While the territory's overall tax revenue has risen about 30 per cent in that time; rising rates has put pressure on Canberra households and businesses, sparking two Legislative Assembly inquiries in recent months.
The data shows the territory's overall tax take rose from about $1.1 billion to $1.7 billion from 2011-12 to 2017-18, a similar increase to the total tax take of councils and state governments in other jurisdictions.
The rising rates revenue has also come as the government faces criticism over its land valuation program, which determines rates charges, with valuation objections doubling in the past decade.
But while the rates portion of that revenue rose some 136 per cent in the six years since the tax reform began, stamp duty revenue has largely remained unchanged.
The reform program would, over 20 years, abolish stamp duty, increase the payroll tax threshold and has already abolished insurance duties, with the revenue loss to be made up through rising rates.
The government had pledged the reforms would be revenue neutral when it began the reforms in 2012.
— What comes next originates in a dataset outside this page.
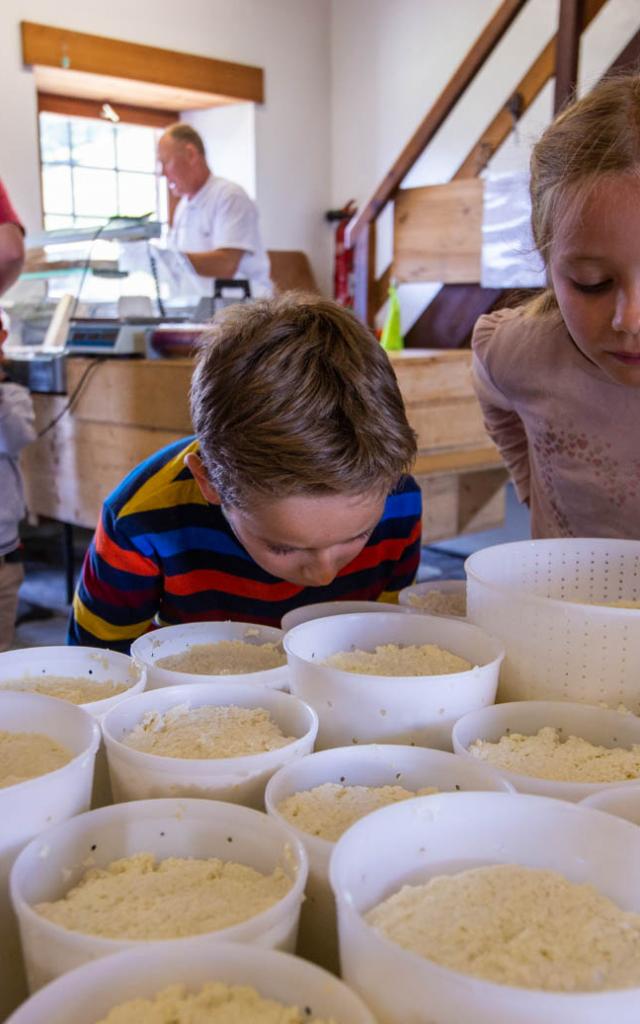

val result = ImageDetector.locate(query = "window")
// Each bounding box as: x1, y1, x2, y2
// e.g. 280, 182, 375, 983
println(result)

But it has since backed away from the promise, with Chief Minister Andrew Barr now claiming they would be broadly revenue-neutral in aggregate over the entire two-decade period.
A government spokeswoman said the rise in the rates revenue figures was largely due to the switch to rates, as a more efficient tax base, and was to a lesser degree influenced by the ACT's rising population.
The rates burden in 2017-18 was borne by 158,198 residential properties in the ACT, and 6053 commercial properties, amid record population growth, while unit owners also faced the full brunt of a rates hike of some 30 per cent over two years.
"The review of stage one of tax reform indicated that the overall increase in tax revenue is broadly in line with what would have been achieved without tax reform," she said.
She said the growth in the territory's overall tax revenue, which includes all rates and taxes, was also influenced by economic and population growth, prices and wages and government spending initiatives.
The 2017-18 territory budget forecast about $315 million in rates revenue would come from residential households, with about $172 million from commercial properties, slightly lower than the ABS figure of $492 million.
The data also shows the ACT's stamp duty revenue fluctuated year to year since 2011-12, mainly around the $220 million mark, though it rose to $316 million in 2016-17 before falling to $225 million in 2017-18.
While rates have more than doubled since the reforms began, overall the ACT remains a lower-taxing jurisdiction on a per capita basis than NSW, at about $4295 per person.
The total tax NSW residents paid per capita in 2017-18 was about $4464, the highest level in the country that year.
Average residential and commercial rates are expected to rise by 7 and 6 per cent a year until 2021-22, respectively.